Par lettre du maire de Paris au Ministre de la culture et de la communication en date du 22 mars 2012, il a finalement été retenu l'hypothèse consistant à créer un établissement public sui generis dépendant à la fois de l'Etat et de la Ville de Paris, et lié par un accord de coopération avec la Cité. Le ministère de la culture et de la communication a fait part de son approbation sur cette proposition . La création de cet établissement public « sur mesure » passera nécessairement par la loi. En effet, l'article 34 de la Constitution dispose que la loi fixe les règles concernant la création des catégories d'établissements publics. Le législateur devra notamment préciser la notion de double rattachement (à l'Etat et à la Ville de Paris) et définir toutes les règles constitutives de cette nouvelle catégorie d'établissement public.
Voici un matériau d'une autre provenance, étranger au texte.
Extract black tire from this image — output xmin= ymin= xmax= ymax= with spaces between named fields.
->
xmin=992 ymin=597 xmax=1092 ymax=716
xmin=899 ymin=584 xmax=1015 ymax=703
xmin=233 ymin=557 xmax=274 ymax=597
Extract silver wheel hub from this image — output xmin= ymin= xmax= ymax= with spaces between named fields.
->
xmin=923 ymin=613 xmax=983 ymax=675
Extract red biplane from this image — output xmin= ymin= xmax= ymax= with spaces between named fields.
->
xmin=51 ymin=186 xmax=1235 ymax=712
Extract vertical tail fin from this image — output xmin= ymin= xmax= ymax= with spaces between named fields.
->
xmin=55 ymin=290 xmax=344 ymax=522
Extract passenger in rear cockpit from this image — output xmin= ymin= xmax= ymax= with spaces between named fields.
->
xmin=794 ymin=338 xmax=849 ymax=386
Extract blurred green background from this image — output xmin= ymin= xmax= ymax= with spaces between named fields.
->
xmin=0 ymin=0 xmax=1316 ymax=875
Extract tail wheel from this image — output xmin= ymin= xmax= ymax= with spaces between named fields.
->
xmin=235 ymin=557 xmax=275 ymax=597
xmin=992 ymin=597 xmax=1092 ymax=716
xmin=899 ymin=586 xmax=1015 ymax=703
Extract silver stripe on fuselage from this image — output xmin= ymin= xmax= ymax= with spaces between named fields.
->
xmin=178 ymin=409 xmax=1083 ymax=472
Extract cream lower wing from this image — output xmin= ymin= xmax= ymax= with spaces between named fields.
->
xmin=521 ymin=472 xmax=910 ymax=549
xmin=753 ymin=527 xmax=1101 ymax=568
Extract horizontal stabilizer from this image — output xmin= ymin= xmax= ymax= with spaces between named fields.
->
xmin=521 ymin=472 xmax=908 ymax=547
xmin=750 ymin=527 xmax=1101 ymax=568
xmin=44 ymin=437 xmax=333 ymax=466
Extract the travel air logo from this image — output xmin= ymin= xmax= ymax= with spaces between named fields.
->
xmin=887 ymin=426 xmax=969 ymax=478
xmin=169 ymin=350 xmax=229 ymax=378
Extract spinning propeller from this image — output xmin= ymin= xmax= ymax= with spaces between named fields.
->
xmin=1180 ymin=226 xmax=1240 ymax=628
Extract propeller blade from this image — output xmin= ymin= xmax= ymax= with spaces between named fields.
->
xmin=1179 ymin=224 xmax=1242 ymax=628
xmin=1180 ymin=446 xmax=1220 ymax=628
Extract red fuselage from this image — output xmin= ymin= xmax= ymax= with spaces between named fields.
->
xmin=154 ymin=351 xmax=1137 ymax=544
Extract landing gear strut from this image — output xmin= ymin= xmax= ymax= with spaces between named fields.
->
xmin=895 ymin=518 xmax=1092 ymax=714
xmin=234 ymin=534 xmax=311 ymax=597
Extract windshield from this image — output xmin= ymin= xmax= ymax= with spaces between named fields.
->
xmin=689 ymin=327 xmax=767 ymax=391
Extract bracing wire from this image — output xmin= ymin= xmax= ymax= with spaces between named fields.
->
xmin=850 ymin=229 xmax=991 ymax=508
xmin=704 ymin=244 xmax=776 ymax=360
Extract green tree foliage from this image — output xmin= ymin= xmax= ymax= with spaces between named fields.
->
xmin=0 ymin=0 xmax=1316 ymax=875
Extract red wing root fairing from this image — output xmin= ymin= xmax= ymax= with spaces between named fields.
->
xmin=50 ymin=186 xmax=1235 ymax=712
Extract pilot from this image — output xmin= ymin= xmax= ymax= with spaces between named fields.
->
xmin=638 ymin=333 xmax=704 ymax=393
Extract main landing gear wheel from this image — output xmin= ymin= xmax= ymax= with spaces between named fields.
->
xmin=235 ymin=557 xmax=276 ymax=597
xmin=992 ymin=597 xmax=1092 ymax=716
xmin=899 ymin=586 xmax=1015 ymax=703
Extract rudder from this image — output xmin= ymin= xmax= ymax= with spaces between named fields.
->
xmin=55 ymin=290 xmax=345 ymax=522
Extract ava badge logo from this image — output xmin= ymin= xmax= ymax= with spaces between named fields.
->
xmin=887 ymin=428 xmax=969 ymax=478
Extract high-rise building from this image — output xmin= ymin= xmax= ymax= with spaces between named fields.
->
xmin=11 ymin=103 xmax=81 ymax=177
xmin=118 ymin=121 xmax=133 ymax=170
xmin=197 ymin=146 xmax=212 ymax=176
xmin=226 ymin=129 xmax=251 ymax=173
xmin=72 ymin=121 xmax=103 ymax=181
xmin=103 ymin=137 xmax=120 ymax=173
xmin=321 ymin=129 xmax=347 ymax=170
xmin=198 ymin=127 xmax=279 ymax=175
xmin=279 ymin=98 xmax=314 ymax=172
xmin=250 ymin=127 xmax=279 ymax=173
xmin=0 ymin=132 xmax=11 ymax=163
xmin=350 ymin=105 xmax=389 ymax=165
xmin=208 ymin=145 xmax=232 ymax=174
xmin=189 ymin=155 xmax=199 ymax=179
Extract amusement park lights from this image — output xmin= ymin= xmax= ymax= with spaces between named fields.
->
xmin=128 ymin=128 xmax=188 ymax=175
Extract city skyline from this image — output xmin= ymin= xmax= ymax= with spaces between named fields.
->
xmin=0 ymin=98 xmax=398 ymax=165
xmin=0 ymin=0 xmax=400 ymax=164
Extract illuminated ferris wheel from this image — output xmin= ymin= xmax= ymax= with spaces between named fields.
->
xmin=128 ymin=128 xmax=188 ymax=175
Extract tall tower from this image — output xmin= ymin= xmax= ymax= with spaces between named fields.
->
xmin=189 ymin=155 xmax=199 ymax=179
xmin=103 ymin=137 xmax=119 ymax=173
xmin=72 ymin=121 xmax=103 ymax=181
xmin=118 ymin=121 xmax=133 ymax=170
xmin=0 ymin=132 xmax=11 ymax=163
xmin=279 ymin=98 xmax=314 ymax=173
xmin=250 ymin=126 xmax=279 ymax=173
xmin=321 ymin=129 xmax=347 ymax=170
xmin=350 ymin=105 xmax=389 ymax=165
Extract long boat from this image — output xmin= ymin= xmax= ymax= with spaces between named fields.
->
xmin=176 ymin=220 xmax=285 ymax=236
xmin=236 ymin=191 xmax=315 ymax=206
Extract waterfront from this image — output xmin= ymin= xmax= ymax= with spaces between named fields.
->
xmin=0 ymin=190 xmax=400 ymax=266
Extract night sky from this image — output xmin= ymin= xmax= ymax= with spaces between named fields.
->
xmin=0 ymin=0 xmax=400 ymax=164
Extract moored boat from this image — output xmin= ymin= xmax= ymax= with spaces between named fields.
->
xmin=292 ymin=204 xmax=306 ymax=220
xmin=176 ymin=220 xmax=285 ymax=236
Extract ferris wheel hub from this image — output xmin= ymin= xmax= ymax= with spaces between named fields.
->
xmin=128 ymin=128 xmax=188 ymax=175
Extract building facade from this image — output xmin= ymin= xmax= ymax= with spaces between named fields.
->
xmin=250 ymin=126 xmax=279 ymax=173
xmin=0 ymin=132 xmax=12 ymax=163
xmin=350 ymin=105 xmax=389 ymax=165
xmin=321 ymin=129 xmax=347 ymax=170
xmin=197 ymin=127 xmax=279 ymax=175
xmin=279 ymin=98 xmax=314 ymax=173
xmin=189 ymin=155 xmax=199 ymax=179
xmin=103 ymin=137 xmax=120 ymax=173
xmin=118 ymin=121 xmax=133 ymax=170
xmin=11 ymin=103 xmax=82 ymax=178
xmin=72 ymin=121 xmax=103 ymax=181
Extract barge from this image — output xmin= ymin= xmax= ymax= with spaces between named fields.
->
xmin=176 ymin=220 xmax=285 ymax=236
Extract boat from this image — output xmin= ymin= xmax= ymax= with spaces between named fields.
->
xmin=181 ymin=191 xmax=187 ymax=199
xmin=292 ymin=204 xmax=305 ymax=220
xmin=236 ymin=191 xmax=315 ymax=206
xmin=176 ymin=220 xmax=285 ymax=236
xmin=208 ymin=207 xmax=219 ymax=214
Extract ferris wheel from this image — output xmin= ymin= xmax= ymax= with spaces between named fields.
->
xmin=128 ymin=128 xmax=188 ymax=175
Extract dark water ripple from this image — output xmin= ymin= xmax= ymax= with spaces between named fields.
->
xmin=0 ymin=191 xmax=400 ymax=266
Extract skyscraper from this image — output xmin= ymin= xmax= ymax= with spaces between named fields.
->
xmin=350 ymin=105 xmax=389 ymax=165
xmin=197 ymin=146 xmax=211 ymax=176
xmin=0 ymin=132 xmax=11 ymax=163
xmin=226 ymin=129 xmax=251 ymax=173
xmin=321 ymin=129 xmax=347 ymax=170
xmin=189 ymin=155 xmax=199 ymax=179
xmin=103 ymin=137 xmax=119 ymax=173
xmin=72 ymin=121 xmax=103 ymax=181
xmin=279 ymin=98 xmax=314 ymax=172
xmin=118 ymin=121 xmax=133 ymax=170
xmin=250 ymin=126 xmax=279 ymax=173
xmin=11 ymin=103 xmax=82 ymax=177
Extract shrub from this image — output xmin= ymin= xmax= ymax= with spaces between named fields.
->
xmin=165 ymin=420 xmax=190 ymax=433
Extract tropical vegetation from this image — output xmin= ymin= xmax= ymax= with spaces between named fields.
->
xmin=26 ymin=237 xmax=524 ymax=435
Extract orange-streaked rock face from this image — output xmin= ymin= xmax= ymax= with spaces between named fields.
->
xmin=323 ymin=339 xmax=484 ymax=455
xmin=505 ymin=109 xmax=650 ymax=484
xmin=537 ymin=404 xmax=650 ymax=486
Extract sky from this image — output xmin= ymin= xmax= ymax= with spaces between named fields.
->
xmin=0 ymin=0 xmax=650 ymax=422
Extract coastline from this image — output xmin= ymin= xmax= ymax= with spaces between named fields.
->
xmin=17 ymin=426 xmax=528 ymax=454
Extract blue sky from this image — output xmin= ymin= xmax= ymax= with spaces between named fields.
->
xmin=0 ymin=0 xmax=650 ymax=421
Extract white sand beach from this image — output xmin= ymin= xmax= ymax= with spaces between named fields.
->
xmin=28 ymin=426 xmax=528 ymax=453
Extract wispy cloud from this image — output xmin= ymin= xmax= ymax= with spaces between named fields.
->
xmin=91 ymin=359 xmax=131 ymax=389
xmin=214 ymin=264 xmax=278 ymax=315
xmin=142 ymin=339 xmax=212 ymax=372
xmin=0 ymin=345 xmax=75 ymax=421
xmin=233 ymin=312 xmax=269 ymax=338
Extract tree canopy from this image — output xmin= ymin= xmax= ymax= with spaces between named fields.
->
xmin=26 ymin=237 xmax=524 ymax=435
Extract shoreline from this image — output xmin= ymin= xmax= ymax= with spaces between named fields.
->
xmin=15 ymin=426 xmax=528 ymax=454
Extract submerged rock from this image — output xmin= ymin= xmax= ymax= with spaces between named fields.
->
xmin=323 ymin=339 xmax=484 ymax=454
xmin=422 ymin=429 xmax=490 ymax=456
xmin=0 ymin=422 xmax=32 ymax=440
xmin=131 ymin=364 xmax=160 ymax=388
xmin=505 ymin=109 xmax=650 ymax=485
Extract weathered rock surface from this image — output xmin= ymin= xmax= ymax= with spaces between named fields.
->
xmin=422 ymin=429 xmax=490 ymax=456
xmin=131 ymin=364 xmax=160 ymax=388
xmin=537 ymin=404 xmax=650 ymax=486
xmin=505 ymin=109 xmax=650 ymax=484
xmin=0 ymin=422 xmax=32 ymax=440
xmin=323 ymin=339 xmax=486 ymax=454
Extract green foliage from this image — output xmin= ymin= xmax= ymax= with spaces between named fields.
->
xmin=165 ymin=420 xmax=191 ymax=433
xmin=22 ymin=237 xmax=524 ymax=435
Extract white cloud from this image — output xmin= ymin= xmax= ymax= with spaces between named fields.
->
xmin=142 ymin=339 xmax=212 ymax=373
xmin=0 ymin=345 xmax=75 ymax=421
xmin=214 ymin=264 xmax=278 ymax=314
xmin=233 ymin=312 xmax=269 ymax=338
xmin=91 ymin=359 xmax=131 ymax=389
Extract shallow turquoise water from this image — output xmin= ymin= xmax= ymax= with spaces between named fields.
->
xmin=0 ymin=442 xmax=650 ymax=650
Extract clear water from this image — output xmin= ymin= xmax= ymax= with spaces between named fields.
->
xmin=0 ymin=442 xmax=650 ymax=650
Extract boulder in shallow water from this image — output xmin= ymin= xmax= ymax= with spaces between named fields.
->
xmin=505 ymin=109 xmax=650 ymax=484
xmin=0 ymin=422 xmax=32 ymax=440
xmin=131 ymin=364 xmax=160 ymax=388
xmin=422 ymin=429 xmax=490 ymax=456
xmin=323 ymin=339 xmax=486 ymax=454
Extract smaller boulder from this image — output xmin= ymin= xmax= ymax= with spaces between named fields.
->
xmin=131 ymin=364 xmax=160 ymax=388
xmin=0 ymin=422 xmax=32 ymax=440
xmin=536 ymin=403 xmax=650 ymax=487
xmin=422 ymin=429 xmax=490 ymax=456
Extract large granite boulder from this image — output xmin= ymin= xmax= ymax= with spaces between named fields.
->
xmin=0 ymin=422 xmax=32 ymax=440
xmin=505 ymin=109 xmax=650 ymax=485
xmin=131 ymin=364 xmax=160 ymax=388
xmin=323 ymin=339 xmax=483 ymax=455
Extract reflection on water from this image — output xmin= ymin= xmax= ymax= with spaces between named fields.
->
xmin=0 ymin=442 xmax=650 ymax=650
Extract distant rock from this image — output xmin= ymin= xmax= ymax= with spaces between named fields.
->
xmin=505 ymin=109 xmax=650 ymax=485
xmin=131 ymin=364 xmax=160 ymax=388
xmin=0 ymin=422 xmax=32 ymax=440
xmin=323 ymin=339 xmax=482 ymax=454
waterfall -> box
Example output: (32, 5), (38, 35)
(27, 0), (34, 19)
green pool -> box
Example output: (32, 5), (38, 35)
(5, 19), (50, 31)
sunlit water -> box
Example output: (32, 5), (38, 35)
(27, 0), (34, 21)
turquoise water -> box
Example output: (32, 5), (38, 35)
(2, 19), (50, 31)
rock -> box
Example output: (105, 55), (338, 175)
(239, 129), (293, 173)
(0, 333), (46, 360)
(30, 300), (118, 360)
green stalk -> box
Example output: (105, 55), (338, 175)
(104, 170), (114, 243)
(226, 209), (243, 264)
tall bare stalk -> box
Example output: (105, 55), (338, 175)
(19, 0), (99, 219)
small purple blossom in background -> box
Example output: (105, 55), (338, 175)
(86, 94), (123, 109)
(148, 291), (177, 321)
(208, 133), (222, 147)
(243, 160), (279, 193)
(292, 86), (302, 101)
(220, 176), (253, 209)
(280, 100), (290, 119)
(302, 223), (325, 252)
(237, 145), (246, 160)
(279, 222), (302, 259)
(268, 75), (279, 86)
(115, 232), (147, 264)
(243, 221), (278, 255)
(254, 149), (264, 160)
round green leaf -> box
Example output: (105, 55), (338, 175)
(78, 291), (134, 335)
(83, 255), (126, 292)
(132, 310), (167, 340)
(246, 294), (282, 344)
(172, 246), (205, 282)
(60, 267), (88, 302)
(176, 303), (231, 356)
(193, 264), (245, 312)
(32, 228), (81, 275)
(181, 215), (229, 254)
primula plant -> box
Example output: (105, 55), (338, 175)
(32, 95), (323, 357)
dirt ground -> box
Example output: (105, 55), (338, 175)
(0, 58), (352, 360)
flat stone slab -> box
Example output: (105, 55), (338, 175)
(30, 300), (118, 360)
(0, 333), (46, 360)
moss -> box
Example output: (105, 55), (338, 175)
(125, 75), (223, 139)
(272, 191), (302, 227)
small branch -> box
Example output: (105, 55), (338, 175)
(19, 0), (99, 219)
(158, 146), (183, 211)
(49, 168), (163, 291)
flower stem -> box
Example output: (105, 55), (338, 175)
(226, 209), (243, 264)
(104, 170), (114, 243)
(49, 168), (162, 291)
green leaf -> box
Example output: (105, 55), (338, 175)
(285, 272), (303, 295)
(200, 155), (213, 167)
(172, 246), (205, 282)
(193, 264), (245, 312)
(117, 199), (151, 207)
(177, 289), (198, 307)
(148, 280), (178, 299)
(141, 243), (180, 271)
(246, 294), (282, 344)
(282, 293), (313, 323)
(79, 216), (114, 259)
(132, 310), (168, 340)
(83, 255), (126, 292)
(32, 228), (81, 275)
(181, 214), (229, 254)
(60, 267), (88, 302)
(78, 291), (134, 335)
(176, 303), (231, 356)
C'est la Ville de Paris qui a, après une analyse et une concertation entre toutes les directions concernées, écarté l'option d'une société par actions simplifiées (SAS) , qui, selon elle, aurait pu conduire la Philharmonie de Paris à devenir une filiale de la Cité de la musique, au même titre que la Salle Pleyel l'est actuellement. Cette hypothèse permettait certes une souplesse de gestion et facilitait la mutualisation entre la Cité de la musique et le futur grand auditorium ; mais elle rendait trop fragile le nécessaire équilibre dans la tutelle entre Ville de Paris et Etat . Elle fermait aussi la porte à la réflexion en cours sur les modalités plus ou moins importantes d'intégration de l'Orchestre de Paris à la nouvelle structure ( cf . infra ). Enfin, du point de vue comptable, comme l'a noté la Cour des comptes, si la société par actions simplifiée est plus souple et plus adaptée à une gestion commerciale, en cas de déficit, elle bénéficierait d'une subvention indirecte de l'Etat en déduisant ses pertes du résultat imposable à l'impôt sur les sociétés.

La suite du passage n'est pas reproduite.